感謝の気持ちを忘れずに地道に前へ進みたい

  • ─ プライベートなことを教えてください。

     子どもが3人いて、長男は大学2年生、次男は高校3年生、長女は中学校1年生になりました。私が学生時代にバレーボールをしていた影響もあってか、長男と次男は小学校からバレーボールを始めて、クラブチームに所属していました。私も保護者の一人として指導に参加し、子どもたちにバレーボールを教えていました。上の2人は勉強に集中するため、バレーボールから離れましたが、長女は中学校でバレーボールを始めたばかりなので、休日は妻と2人で練習を見に行ったり、試合を応援しに行ったりしています。
     長男は今、看護師を目指して大学で勉強に励んでいます。次男も「美容師になりたい」と、専門学校への進学に向けて頑張っています。子どもたちがそれぞれの目標を見つけて自分の道を進んでいく姿に、親として頼もしく感じますし、また「自分も負けていられない」と刺激を受けています。これまで子どもたちの成長を見るのが夫婦の楽しみだったので、子どもたちが巣立った後、どうやって過ごそうかと妻と話しているところです。その時は夫婦で楽しめる趣味を見つけたいです。

    ─ 将来のビジョンを教えてください。

     仕事では、社長から今年は仕込みにも入るようにと言われています。酒造りは転換期を迎えていて、これまでのように仕込みを蔵人に任せきりにするのではなく、従業員みんながサポートし合える体制をつくっていくことが求められています。長い年月をかけて培ってこられた職人の技術を身に付けるのは至難の業だと思いますが、私も簸上清酒の一員として仕込みの現場に加わり、酒造りの名人である出雲杜氏の仕事を間近で見ながら、少しずつでも前に進んでいけたらと考えています。
     プライベートでは、長男がもうすぐ成人を迎えるので、長男と一緒に簸上清酒のお酒で乾杯したいです。そして、「うちの酒だぞ」と自慢したいですね。子どもたちの夢を応援するためにも、まだまだ元気で働いていかなければなりません。こうやって、今、簸上清酒でイキイキと働けているのも、3年前に社長と専務に声をかけいただいたお陰だと感謝しています。そして、一緒に仕事する皆さんや、簸上清酒のお酒を飲んでくださる皆さん、商品を取り扱ってくださる小売店や飲食店の皆さん、共に人生を過ごしてきた妻と子どもたち―、自分に関わってくれる全ての人に感謝の気持ちでいっぱいです。
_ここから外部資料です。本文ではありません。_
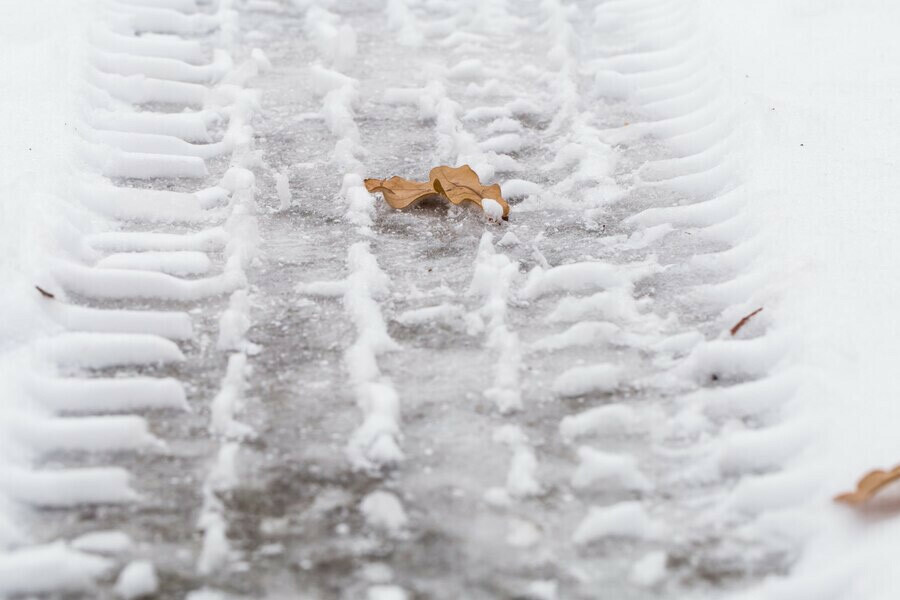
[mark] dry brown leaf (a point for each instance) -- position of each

これからも感謝の気持ちを忘れず、自分の成長を信じて頑張っていきたいです。


  • 学生時代から続けているバレーボール

  • 子どもたちと花火

  • 家族で夜桜見学

  • 簸上清酒合名会社

    斐伊川の源流に位置し、古代よりたたら製鉄で栄えた奥出雲町。簸上清酒合名会社は、神話「ヤマタノオロチ」の舞台として知られ、出雲国風土記にも記されている船通山の伏流水を仕込み水に、地元産の酒造好適米を使って、酒造りの名人である出雲杜氏が伝統の技を振るう老舗蔵です。仕込み時に泡が立たない「泡無酵母」の発祥の蔵としても知られています。真摯に水と米に向き合い、日々精進して醸した酒は、国内の鑑評会や品評会で数々の優秀な賞を受けているだけでなく、フランスやイギリス、香港などの品評会でも高い評価をいただいています。3年前に発売した「七冠馬 純米大吟醸」も、たくさんの方にご好評いただいている一本です。